For the past seven months, Justin Bieber has been on a self-imposed time off from his tour. He’s been keeping “busy” with one-on-one private bible studies with Pastor BFF and couples counseling with Selena Gomez. But like many bored famous people before him, it would appear Justin has decided to really commit to killing time by starting a clothing line.
The Blast says that Justin’s company, Bieber Time Holdings LLC, filed documents last week to secure trademarks on the phrases “The House of Drew,” “La Maison Drew,” and simply “Drew.” All three trademark applications list the intended use for goods and services, which the trademark states could be apparel such as shirts, jeans, jackets, pajamas, swimsuits, robes, bras, and children’s clothes. Oooh, OshKosh better watch out, it sounds like Justin Bieber is pulling his Big Wheel up to their turf.
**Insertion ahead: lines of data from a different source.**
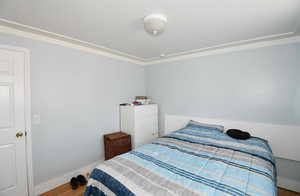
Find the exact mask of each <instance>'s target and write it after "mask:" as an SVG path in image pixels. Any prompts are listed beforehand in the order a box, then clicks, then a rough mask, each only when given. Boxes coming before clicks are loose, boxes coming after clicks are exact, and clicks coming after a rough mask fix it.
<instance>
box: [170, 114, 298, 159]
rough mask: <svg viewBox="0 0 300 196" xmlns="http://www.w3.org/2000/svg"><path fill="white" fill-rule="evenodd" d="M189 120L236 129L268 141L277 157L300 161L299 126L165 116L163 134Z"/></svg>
mask: <svg viewBox="0 0 300 196" xmlns="http://www.w3.org/2000/svg"><path fill="white" fill-rule="evenodd" d="M189 120H195V121H199V122H203V123H210V124H219V125H223V126H224V127H225V129H230V128H236V129H241V130H245V131H248V132H249V133H250V134H251V135H253V136H257V137H261V138H264V139H266V140H268V141H269V144H270V146H271V148H272V150H273V153H274V155H275V156H277V157H281V158H285V159H291V160H296V161H300V126H289V125H277V124H265V123H257V122H246V121H232V120H217V119H207V118H197V117H188V116H176V115H168V114H167V115H166V116H165V134H168V133H170V132H172V131H175V130H177V129H180V128H183V127H184V126H185V125H186V124H187V122H188V121H189Z"/></svg>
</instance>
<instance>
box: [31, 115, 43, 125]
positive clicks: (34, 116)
mask: <svg viewBox="0 0 300 196" xmlns="http://www.w3.org/2000/svg"><path fill="white" fill-rule="evenodd" d="M40 123H41V116H40V115H39V114H34V115H33V116H32V124H34V125H39V124H40Z"/></svg>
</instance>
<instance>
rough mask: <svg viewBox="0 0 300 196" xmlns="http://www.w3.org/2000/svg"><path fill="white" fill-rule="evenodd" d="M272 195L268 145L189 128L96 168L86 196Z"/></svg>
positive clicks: (189, 126)
mask: <svg viewBox="0 0 300 196" xmlns="http://www.w3.org/2000/svg"><path fill="white" fill-rule="evenodd" d="M99 195H141V196H146V195H166V196H167V195H186V196H193V195H195V196H200V195H201V196H222V195H235V196H248V195H253V196H260V195H262V196H276V195H277V186H276V168H275V162H274V158H273V154H272V151H271V148H270V147H269V145H268V142H267V141H265V140H263V139H260V138H255V137H252V138H250V139H248V140H236V139H232V138H231V137H229V136H227V135H226V134H225V133H222V132H217V131H209V130H198V129H197V127H193V126H188V127H185V128H183V129H180V130H177V131H175V132H173V133H171V134H169V135H166V136H163V137H161V138H159V139H157V140H156V141H154V142H152V143H151V144H147V145H144V146H142V147H140V148H137V149H135V150H133V151H131V152H129V153H126V154H123V155H120V156H117V157H115V158H113V159H111V160H108V161H105V162H103V163H102V164H101V165H99V166H98V167H96V168H95V169H94V170H93V172H92V174H91V177H90V179H89V182H88V187H87V189H86V192H85V196H99Z"/></svg>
TMZ notes that this is the third time Justin has tried to trademark “Drew.” Drew is Justin’s middle name. Justin filed applications in 2012 and 2015, but eventually abandoned both applications.
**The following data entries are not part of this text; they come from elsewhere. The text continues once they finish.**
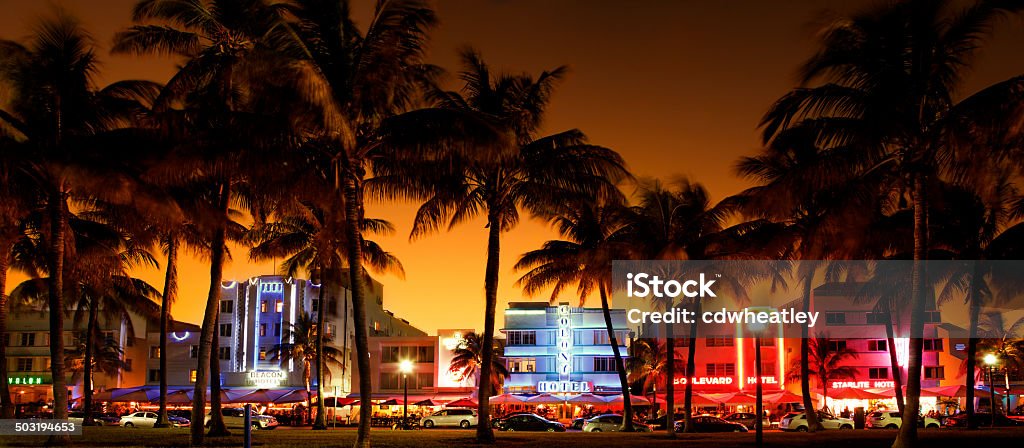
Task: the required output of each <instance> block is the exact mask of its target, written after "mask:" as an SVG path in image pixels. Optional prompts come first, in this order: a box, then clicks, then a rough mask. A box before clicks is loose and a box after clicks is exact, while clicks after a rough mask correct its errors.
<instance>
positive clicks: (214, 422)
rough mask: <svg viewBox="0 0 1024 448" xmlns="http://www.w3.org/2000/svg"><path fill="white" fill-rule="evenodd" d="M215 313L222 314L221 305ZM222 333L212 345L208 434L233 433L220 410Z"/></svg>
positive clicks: (215, 318) (214, 339)
mask: <svg viewBox="0 0 1024 448" xmlns="http://www.w3.org/2000/svg"><path fill="white" fill-rule="evenodd" d="M215 313H216V314H217V315H219V314H220V307H219V306H218V307H217V310H216V311H215ZM213 320H214V322H216V321H217V318H216V317H214V319H213ZM220 404H221V403H220V334H215V335H214V337H213V344H212V345H211V346H210V432H209V433H207V434H206V435H207V436H210V437H224V436H230V435H231V433H230V432H228V431H227V425H226V424H224V414H223V413H222V412H221V411H220Z"/></svg>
There’s no other information about Justin’s alleged clothing line, like when it might be happening. But it’s great that he’s making his own clothing; I’m sure it will be adopted as the official uniform of his cult…I mean, church. And I’m being totally serious here when I say I’m excited to see Justin Bieber’s clothing line. Justin Bieber is operating under a level of hubris-jacked delusion on par with Kanye West, and look at what he’s sent down the runway. At best it will be boring. At worst? I don’t know – I’m picturing a suit made out of Justin’s favorite hockey jerseys and quick-removal shirts.